3. Coding Instructions

  • Steps:
    1. Assessment: Determine the resident’s ability to perform personal hygiene tasks based on direct observation, care team input, and medical records.
    2. Performance Scale: Use the 6-point performance scale to rate the resident’s ability:
      • 6: Independent
      • 5: Setup or clean-up assistance
      • 4: Supervision or touching assistance
      • 3: Partial/moderate assistance
      • 2: Substantial/maximal assistance
      • 1: Dependent
    3. Enter Code: Enter the appropriate code (1-6) in item set GG0130I3 to reflect the resident’s discharge performance.

4. Coding Tips

  • Observation: Conduct thorough observations during routine care activities to accurately assess personal hygiene capabilities.
  • Interdisciplinary Input: Collaborate with nursing staff, occupational therapists, and family members to gather comprehensive insights.
  • Documentation Consistency: Ensure that the coding reflects consistent and accurate documentation across all medical records.

5. Documentation

  • Required:
    • Progress Notes: Document observations and assessments related to personal hygiene activities.
    • Care Plans: Include goals and interventions related to improving or maintaining personal hygiene abilities.
    • Discharge Summary: Summarize the resident’s personal hygiene performance and any necessary follow-up care.

6. Common Errors to Avoid

  • Incomplete Observations: Avoid coding based on incomplete or inconsistent observations.
  • Inaccurate Ratings: Ensure the performance scale is used accurately, reflecting the resident’s actual abilities.
  • Lack of Interdisciplinary Collaboration: Engage the full care team to avoid missing critical insights into the resident’s personal hygiene performance.

7. Practical Application

  • Example:
    • Resident Profile: John Doe, an 82-year-old male with a history of stroke, being discharged from a rehabilitation facility.
    • Steps:
      1. Review Records: Collect John’s progress notes, care plans, and previous assessments focusing on personal hygiene.
      2. Assess Performance: Observe John during his morning routine, noting his ability to wash his face and hands, perform oral care, and groom his hair.
      3. Consult Care Team: Discuss John’s abilities with nursing staff and occupational therapists who have worked with him.
      4. Rate Performance: Based on observations and input, determine that John requires setup assistance (code 5).
      5. Enter Code: Document code 5 in item set GG0130I3 to reflect John’s discharge performance for personal hygiene.

 

 

 

 

Please note that the information provided in this guide for MDS 3.0 Item set GG0130I3 was originally based on the CMS's RAI Version 3.0 Manual, October 2023 edition. Every effort will be made to update it to the most current version. The MDS 3.0 Manual is typically updated every October. If there are no changes to the Item Set, there will be no changes to this guide. This guidance is intended to assist healthcare professionals, particularly new nurses or MDS coordinators, in understanding and applying the correct coding procedures for this specific item within MDS 3.0. 

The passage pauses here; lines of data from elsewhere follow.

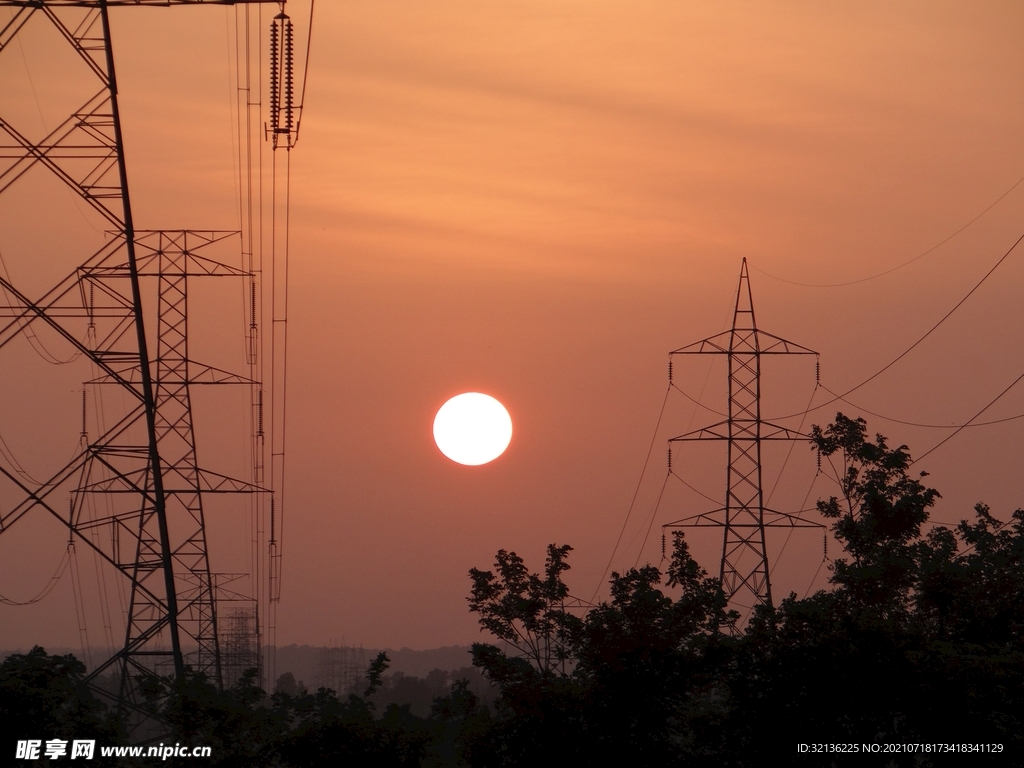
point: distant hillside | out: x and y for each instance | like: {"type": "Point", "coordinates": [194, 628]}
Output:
{"type": "Point", "coordinates": [304, 660]}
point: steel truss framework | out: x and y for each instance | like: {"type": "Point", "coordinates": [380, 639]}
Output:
{"type": "Point", "coordinates": [743, 568]}
{"type": "Point", "coordinates": [148, 523]}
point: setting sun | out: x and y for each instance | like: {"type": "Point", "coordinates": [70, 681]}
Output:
{"type": "Point", "coordinates": [472, 428]}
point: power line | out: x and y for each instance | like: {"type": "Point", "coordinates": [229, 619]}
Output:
{"type": "Point", "coordinates": [927, 426]}
{"type": "Point", "coordinates": [928, 333]}
{"type": "Point", "coordinates": [636, 493]}
{"type": "Point", "coordinates": [968, 423]}
{"type": "Point", "coordinates": [905, 263]}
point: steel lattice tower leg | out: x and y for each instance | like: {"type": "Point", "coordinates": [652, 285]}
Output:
{"type": "Point", "coordinates": [744, 567]}
{"type": "Point", "coordinates": [152, 527]}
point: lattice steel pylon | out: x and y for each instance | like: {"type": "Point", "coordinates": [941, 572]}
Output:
{"type": "Point", "coordinates": [150, 526]}
{"type": "Point", "coordinates": [744, 570]}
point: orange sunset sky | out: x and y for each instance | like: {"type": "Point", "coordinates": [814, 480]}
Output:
{"type": "Point", "coordinates": [539, 200]}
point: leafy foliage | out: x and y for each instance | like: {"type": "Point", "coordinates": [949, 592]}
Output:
{"type": "Point", "coordinates": [920, 638]}
{"type": "Point", "coordinates": [42, 693]}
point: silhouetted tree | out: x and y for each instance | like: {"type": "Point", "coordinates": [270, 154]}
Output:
{"type": "Point", "coordinates": [45, 696]}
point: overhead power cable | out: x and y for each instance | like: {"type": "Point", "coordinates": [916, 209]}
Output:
{"type": "Point", "coordinates": [899, 266]}
{"type": "Point", "coordinates": [633, 502]}
{"type": "Point", "coordinates": [928, 333]}
{"type": "Point", "coordinates": [927, 426]}
{"type": "Point", "coordinates": [969, 421]}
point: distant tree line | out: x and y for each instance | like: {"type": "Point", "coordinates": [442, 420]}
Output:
{"type": "Point", "coordinates": [918, 641]}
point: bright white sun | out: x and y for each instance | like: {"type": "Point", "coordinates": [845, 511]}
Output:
{"type": "Point", "coordinates": [472, 429]}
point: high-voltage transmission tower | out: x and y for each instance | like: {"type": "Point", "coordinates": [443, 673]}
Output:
{"type": "Point", "coordinates": [135, 492]}
{"type": "Point", "coordinates": [744, 568]}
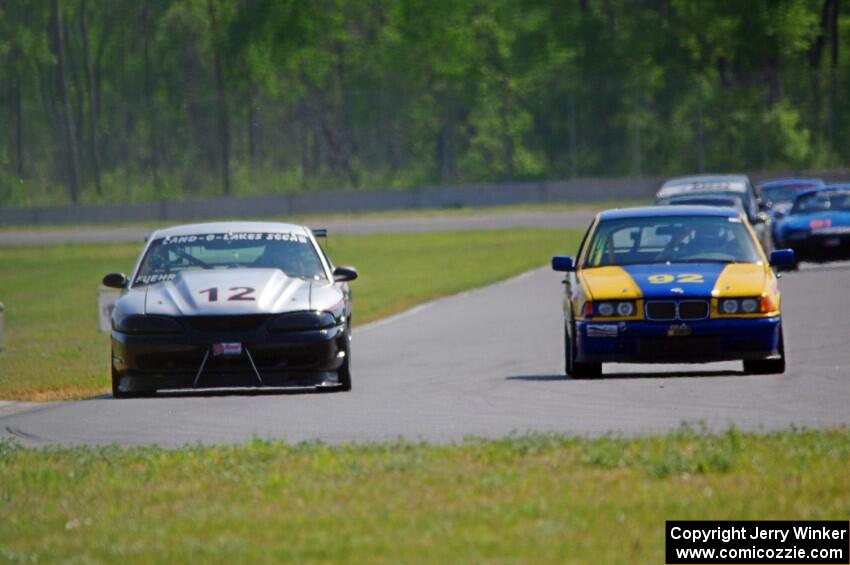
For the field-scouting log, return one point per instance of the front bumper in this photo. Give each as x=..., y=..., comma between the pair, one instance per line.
x=691, y=342
x=291, y=359
x=821, y=247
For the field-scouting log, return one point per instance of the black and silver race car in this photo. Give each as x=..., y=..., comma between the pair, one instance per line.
x=231, y=304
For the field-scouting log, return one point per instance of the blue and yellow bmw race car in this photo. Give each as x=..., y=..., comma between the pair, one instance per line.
x=672, y=284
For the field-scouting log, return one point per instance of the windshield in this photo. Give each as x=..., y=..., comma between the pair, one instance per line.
x=708, y=200
x=784, y=194
x=827, y=201
x=676, y=239
x=293, y=254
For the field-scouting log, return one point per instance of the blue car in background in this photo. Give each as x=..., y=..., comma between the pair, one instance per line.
x=817, y=227
x=777, y=196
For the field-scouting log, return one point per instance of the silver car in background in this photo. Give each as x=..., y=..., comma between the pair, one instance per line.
x=231, y=304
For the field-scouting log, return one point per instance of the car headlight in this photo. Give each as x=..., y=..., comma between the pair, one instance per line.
x=625, y=309
x=740, y=305
x=605, y=309
x=152, y=325
x=303, y=321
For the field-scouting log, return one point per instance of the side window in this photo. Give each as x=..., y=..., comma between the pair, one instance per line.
x=583, y=242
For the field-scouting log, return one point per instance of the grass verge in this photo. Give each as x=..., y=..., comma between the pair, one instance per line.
x=316, y=219
x=53, y=350
x=536, y=499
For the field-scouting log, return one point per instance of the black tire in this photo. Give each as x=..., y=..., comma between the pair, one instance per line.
x=578, y=370
x=768, y=366
x=116, y=389
x=344, y=372
x=116, y=381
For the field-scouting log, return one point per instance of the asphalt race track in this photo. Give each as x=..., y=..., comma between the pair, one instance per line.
x=488, y=363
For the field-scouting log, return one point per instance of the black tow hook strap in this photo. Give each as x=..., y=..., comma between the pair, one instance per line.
x=201, y=369
x=253, y=366
x=204, y=364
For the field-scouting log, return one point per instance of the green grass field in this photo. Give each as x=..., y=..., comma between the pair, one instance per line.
x=539, y=499
x=316, y=219
x=53, y=349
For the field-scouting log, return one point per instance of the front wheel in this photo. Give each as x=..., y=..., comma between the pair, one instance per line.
x=767, y=366
x=578, y=370
x=344, y=372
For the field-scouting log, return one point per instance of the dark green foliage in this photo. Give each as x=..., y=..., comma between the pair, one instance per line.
x=332, y=94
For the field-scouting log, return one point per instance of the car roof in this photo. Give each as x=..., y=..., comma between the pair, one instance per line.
x=778, y=183
x=667, y=212
x=838, y=187
x=699, y=179
x=230, y=227
x=705, y=183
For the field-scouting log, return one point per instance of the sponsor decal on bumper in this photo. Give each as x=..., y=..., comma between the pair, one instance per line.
x=602, y=330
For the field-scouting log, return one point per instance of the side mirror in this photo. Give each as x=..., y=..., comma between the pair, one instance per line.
x=115, y=280
x=562, y=264
x=782, y=258
x=759, y=218
x=345, y=274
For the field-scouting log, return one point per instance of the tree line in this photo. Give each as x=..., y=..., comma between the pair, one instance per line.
x=132, y=100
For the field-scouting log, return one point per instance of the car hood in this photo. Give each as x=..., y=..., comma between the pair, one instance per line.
x=816, y=220
x=239, y=292
x=677, y=280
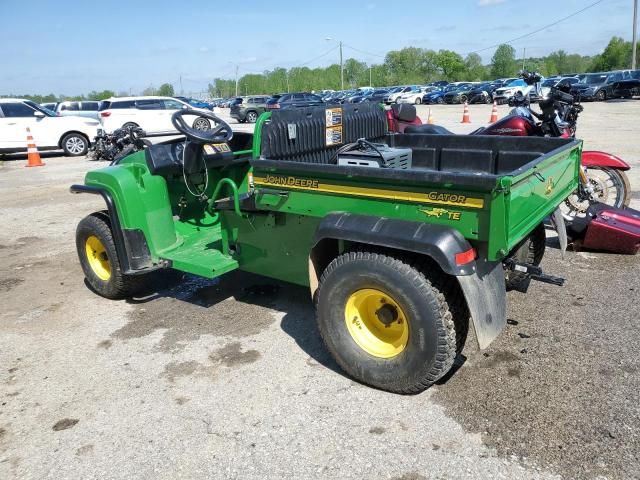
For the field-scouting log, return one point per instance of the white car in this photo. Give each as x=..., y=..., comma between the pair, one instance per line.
x=413, y=96
x=49, y=131
x=152, y=114
x=397, y=92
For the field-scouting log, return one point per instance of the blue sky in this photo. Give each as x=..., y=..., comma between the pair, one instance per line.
x=71, y=47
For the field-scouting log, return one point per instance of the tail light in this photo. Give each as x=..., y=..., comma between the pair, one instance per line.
x=391, y=121
x=464, y=258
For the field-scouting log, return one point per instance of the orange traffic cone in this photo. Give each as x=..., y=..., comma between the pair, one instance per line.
x=494, y=113
x=33, y=157
x=465, y=115
x=430, y=118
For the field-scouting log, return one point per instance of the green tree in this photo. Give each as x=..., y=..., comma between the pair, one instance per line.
x=617, y=54
x=475, y=70
x=451, y=65
x=166, y=90
x=503, y=62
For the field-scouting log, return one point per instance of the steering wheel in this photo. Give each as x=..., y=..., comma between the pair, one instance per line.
x=219, y=134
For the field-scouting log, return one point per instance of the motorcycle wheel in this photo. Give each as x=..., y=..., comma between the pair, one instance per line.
x=610, y=186
x=529, y=251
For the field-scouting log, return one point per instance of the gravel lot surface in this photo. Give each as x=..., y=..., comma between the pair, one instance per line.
x=228, y=379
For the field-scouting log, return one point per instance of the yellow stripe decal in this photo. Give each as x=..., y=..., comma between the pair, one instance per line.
x=440, y=198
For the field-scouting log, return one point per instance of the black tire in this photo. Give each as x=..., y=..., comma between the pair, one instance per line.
x=530, y=250
x=75, y=144
x=430, y=347
x=118, y=285
x=251, y=116
x=202, y=124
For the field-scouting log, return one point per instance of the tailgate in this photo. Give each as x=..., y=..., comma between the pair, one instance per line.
x=534, y=193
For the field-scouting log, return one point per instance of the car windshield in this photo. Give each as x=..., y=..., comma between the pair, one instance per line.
x=593, y=79
x=39, y=108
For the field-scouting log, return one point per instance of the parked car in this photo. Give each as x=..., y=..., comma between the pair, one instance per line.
x=415, y=97
x=436, y=96
x=550, y=82
x=503, y=94
x=376, y=96
x=294, y=100
x=481, y=93
x=594, y=85
x=84, y=108
x=195, y=103
x=394, y=95
x=625, y=89
x=50, y=106
x=49, y=131
x=152, y=114
x=459, y=94
x=248, y=109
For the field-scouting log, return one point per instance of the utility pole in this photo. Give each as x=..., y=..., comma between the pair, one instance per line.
x=341, y=68
x=634, y=41
x=236, y=80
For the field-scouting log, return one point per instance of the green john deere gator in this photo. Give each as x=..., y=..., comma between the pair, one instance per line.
x=401, y=238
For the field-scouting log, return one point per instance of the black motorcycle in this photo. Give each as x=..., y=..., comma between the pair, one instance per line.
x=111, y=147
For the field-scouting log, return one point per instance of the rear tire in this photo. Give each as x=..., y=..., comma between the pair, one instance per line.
x=202, y=124
x=99, y=260
x=406, y=344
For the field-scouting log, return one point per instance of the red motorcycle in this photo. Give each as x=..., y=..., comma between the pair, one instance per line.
x=597, y=213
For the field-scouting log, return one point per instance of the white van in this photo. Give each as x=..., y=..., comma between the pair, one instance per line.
x=49, y=131
x=152, y=114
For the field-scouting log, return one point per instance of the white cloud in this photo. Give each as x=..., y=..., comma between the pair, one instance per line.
x=487, y=3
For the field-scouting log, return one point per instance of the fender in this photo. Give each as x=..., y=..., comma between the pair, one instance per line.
x=482, y=283
x=594, y=158
x=436, y=241
x=131, y=245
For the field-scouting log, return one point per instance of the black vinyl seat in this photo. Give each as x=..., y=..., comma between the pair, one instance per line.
x=428, y=129
x=300, y=135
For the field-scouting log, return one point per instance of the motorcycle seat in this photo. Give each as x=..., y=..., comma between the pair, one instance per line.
x=428, y=129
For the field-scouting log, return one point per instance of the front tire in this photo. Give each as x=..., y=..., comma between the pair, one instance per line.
x=385, y=322
x=99, y=260
x=252, y=117
x=75, y=144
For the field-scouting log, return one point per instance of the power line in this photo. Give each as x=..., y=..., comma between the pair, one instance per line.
x=541, y=28
x=364, y=52
x=316, y=58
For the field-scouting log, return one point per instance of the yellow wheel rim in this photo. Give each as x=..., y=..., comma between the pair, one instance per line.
x=376, y=323
x=97, y=257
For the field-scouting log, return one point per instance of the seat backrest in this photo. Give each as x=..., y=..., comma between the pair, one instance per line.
x=302, y=135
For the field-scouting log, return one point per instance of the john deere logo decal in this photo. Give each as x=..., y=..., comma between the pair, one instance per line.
x=550, y=186
x=439, y=212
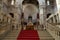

The guide is not a substitute for professional judgment or the facility’s policies. It is crucial to stay updated with any changes or updates in the MDS 3.0 manual or relevant CMS regulations. The guide does not cover all potential scenarios and should not be used as a sole resource for MDS 3.0 coding. 

Additionally, this guide refrains from handling personal patient data and does not provide medical or legal advice. Users are responsible for ensuring compliance with all applicable laws and regulations in their respective practices.